Wendy: Thank you for calling AND Laboratories, rescrambling your DNA, how may I direct your call? |
The Middleman: Tell the truth if you want, but if you do I’ll going to have to root you like a hog and kill you. |
The Middleman: So, what's it going to be: Keep the secret, or death?
Wendy: What do you think?
The Middleman: Ma'am, specificity is the soul of all good communication.
Wendy: Yes. Duh.
The Middleman: Outstanding. You're good under pressure.
Wendy: Are you hitting on me?
The Middleman: Just making an observation.
Wendy: Hellooo, nutjob, party of one.
The Middleman: No, ma'am. I'm just The Middleman. |
Wendy: What kind of temp agency is this?
Ida: (deadpan) The kind that wants to put you in the satisfying and high-paying world of temporary employment. |
The Middleman: You know how in comic books there’s all kinds of mad scientists and aliens and androids and monsters, and all of them either want to destroy or take over the world?
Wendy: In the comic books.
The Middleman: Well it really does work like that.
Wendy: Get out.
The Middleman: You already forgot what you saw?

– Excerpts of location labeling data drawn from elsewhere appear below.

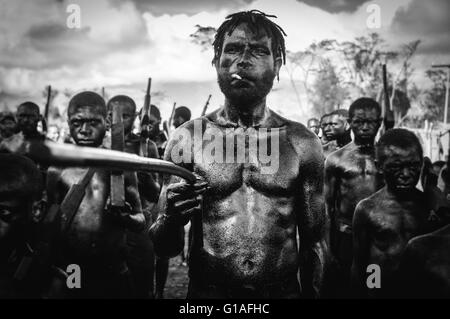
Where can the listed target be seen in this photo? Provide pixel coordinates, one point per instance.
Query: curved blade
(71, 155)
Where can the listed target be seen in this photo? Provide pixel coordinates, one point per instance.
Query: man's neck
(365, 143)
(252, 115)
(344, 139)
(401, 196)
(31, 134)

Wendy: And you’re the superhero?
The Middleman: I never wear tights.
Wendy: I’m crushed. |
The Middleman: What makes more sense? That a monster trashed a science lab or that a gas main exploded? If I hadn't planted your Zippo some pink skin normal would have still come up with a rational explanation. People want to believe reality's normal. The ones who don't are freaks and no one believes them anyway. |
Wendy: What’s with the camera, are we making a movie?
Ben: I guess you could say that.
Wendy: Kinky. Should I bust out the feathered boa and the accordion? |
Wendy: Oh, I don't do dress code after sundown.
The Middleman: It's bad apples like you who put J. Edger Hoover in a dress. |
Wendy: Well who do you work for?
The Middleman: I got recruited, the exact same way you did. When the last Middleman hired me, he never said and I never asked. Ida was already there, so were all the weapons and gadgets and things. Sometimes a box comes in with weapons and things and stuff. I don’t know where they come from. Maybe Ida runs the show, maybe it’s a conspiracy. Maybe it’s God. I’m just the Middleman. |
Dr. Gibbs: This is Zippy. We had to boost his intelligence three times to get him to stop painting those damn soup cans.
Wendy: Not bad for a classical realist.
Dr. Gibbs: Art snob. |
The Middleman: (drinking milk) You know, that was some darn fine cow squirt. |
Ben: I’m such a dolt. I thought that it would be art. Seemed like a good idea at the time.
Wendy: So did the Carter administration. |
The Middleman: I don't get it, why the Mob?
Dr. Gibbs: Money! Fast, tax-free cash money. This is a federally-funded lab. Every year the government is less and less interested in making smarter apes and every year they slash my budget. Without money, I will never fulfill my dream.
The Middleman: What dream?
Dr. Gibbs: To build an army of genetically engineered super-apes...
Dr. Gibbs/The Middleman: ...and take over the world. |
The Middleman: No more monologuing, or I'll Swiss-cheese you on principle. |
Wendy: You're not gonna stop calling me "Dubbie," are you?